= Leimakhong =

Town in Manipur, India

Leimakhong is a small town in the Kangpokpi district (Note: Prior to 2017 it was in the Sadar Hills region of the Senapati district,) in Manipur, India. It is on Kangpokpi's border with the Imphal West district, approximately 30Km west of the Imphal city. It is on the bank of the Leimakhong River (Note: Sometimes referred to as "Tumu Lairembi" river), a tributary of the Imphal River. The town is inhabited by Kuki, Nepali and Meitei communities. According to the 2011 census, the town had a population of 3544 of which 25 percent are Scheduled Tribes.

Leimakhong contains the headquarters of the 57th Mountain Division of the Indian Army. The military hospital in the divisional headquarters has been often used to treat injured personnel and civilians.

== Villages ==
Some of the villages in Leimakhong are:
- Leimakhong Bazar
- Prem Nagar
- Chingmang
- P moulding
- Khunkho
- Dwarka

== Power generation ==
Leimakhong has the distinction of housing the original power generation capacity of Manipur dating back to 1930. Two micro hydro-electric power stations with capacities of 100 KW and 56 KW were installed here.
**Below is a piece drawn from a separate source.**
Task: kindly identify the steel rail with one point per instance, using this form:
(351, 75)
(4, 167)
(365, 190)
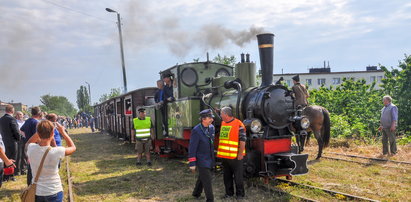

The original power station was washed way due to a land slide in June 1962.

At present, Leimakhong has a micro hydro-electric power station with a capacity 600 KW and a furnace oil-based (heavy fuel-based) power house with a capacity of 36 MW. The cost of the latter is said to be abnormally high. In addition, there are several diesel power houses on standby for emergency usage.

In January 2024, in the midst of 2023–2024 Manipur violence, the furnace oil from the power station is said to have leaked. It contaminated the Leimakhong river, causing a serious environmental concern.